How Normal Hearing Works
The hearing process begins with sound. Sound is simply a type of energy that travels in waves, like ripples in a pond. Things produce sound in the environment when they produce vibrations in the air, and those vibrations are eventually caught and transmitted to the ear canal by the outer ear.
Just after passing through the ear canal, the sound vibrations strike the eardrum. The eardrum then vibrates, increasing the original signal which is then transferred by the middle ear bones to the snail-shaped organ of the middle ear named the cochlea.
The cochlea is filled with fluid and small nerve cells known as cilia. The vibrations transferred from the middle ear bones agitate the fluid and stimulate the cilia. The cilia then conduct electrical signals to the brain and the brain interprets the signals as sound.
With the majority of instances of noise-induced hearing loss, there is damage to the cilia. So, the inbound signal to the brain is weakened and sounds appear quieter or muffled. But not all frequencies are evenly impaired. Typically, the higher-pitched sounds, such as speech, are affected to a greater extent.

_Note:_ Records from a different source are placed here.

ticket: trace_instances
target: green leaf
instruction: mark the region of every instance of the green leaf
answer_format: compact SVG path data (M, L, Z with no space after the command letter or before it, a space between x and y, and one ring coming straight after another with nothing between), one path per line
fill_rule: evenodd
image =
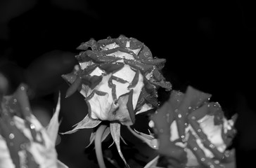
M56 141L58 127L60 123L58 122L58 115L60 110L60 93L58 94L58 103L53 116L51 118L49 124L46 127L46 132L53 143Z
M158 162L159 155L153 159L151 162L148 162L148 164L144 167L144 168L158 168L157 167Z
M104 130L103 134L102 135L101 141L103 141L108 137L108 136L110 133L110 128L109 127L108 127ZM90 146L92 144L92 143L94 141L95 136L96 136L96 132L91 132L91 136L90 136L90 143L85 148L88 148L89 146Z
M129 167L127 162L125 161L124 157L122 153L120 148L120 127L121 125L117 122L111 122L110 123L110 132L113 139L114 139L115 146L117 146L118 153L122 160L124 161L125 166L127 167Z
M96 127L101 122L101 120L91 119L87 114L87 116L82 121L80 121L79 122L78 122L77 124L74 125L76 127L73 130L64 132L64 133L61 133L61 134L72 134L72 133L77 132L78 130L80 130L80 129L93 128L93 127Z
M157 139L152 135L146 134L140 132L136 131L135 129L134 130L128 126L128 130L137 138L146 143L151 148L153 149L158 149L158 141Z

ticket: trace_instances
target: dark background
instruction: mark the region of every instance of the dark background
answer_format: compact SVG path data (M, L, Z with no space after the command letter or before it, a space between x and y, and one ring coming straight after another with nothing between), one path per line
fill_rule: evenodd
M212 94L227 117L239 114L234 146L241 167L256 155L256 12L251 1L1 0L0 72L8 80L8 93L21 82L30 86L34 111L45 125L60 90L60 130L68 131L87 113L78 93L64 98L68 85L60 78L77 64L76 48L91 38L136 38L153 56L167 59L162 72L174 89L184 91L191 85ZM160 90L160 99L164 102L167 95ZM60 136L59 159L70 167L96 166L94 150L84 151L90 132ZM132 150L144 146L129 141ZM140 163L154 155L141 156Z

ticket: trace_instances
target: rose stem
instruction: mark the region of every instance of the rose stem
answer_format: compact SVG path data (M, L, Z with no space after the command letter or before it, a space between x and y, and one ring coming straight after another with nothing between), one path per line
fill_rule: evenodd
M105 168L105 165L104 163L103 155L102 154L101 149L101 139L103 134L103 132L107 127L105 125L101 125L101 126L97 129L96 135L95 135L95 150L97 157L97 160L100 168Z

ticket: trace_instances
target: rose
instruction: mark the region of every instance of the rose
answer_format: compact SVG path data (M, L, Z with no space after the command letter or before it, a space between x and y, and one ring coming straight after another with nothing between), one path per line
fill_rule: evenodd
M219 104L209 102L210 97L191 87L186 94L172 91L153 115L151 125L159 141L158 152L171 167L233 167L234 150L227 147L236 133L236 115L227 120Z
M134 38L91 39L78 49L85 50L76 56L79 66L63 77L72 84L67 97L78 89L86 97L93 126L98 120L131 125L136 114L158 107L159 87L171 90L160 71L165 59L153 58Z
M160 72L165 59L153 58L143 43L124 36L98 41L91 39L78 49L84 50L76 56L79 66L63 78L71 84L66 97L78 90L85 97L89 112L72 130L65 134L95 127L103 120L110 121L110 129L98 130L102 130L99 133L103 134L102 140L111 133L126 163L120 148L120 124L132 125L135 115L158 107L159 87L171 90L170 83L165 81ZM91 143L96 134L92 132Z
M55 149L60 101L45 129L32 114L26 92L22 84L13 95L1 97L0 167L68 167Z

In a raucous setting, like a restaurant, your capacity to hear speech is weakened because your brain is obtaining a compromised signal for high-frequency sounds. At the same time, background noise, which is low-frequency, is getting through normally, drowning out the speech.
How Hearing Aids Can Help
You can understand that the solution is not merely amplifying all sound. If you were to do that, you’d just continue drowning out speech as the background noise becomes louder relative to the speech sounds.
The solution is selective amplification of only the frequencies you have difficulty hearing. And that is only feasible by having your hearing professionally assessed and your hearing aids professionally programmed to magnify these particular frequencies.
How Hearing Aids Selectively Amplify Sound
Today’s hearing aids contain five interior parts: the microphone, amplifier, speaker, battery, and computer chip. But hearing aids are not just straightforward amplifiers—they’re intricate electronic devices that alter the attributes of sound.
This occurs by way of the computer chip. Everyone’s hearing is one-of-a-kind, like a fingerprint, and therefore the frequencies you need amplified will differ. The astounding part is, those frequencies can be ascertained exactly with a professional hearing test, technically known as an audiogram.
Once your hearing professional has these numbers, your hearing aid can be programmed to amplify the frequencies you have the most difficulty with, enhancing speech recognition in the process.
Here’s how it works: the hearing aid receives sound in the environment with the microphone and transfers the sound to the computer chip. The computer chip then translates the sound into digital information so that it can distinguish between different frequencies.
Then, based on the programmed settings, the high-frequency sounds are amplified, the low-frequency background sounds are repressed, and the enhanced sound is sent to your ear via the speaker.
So will your hearing revert perfectly to normal?
While your hearing will not completely revert to normal, that shouldn’t stop you from acquiring substantial gains in your hearing. For virtually all people, the amplification offered is all they require to understand speech and indulge in productive and effortless communication.
Think of it this way. If your eye doctor told you that they could enhance your vision from 20/80 to 20/25, would you go without prescription glasses because you couldn’t get to 20/20? Of course not; you’d be able to function just fine with 20/25 vision and the gain from 20/80 would be substantial.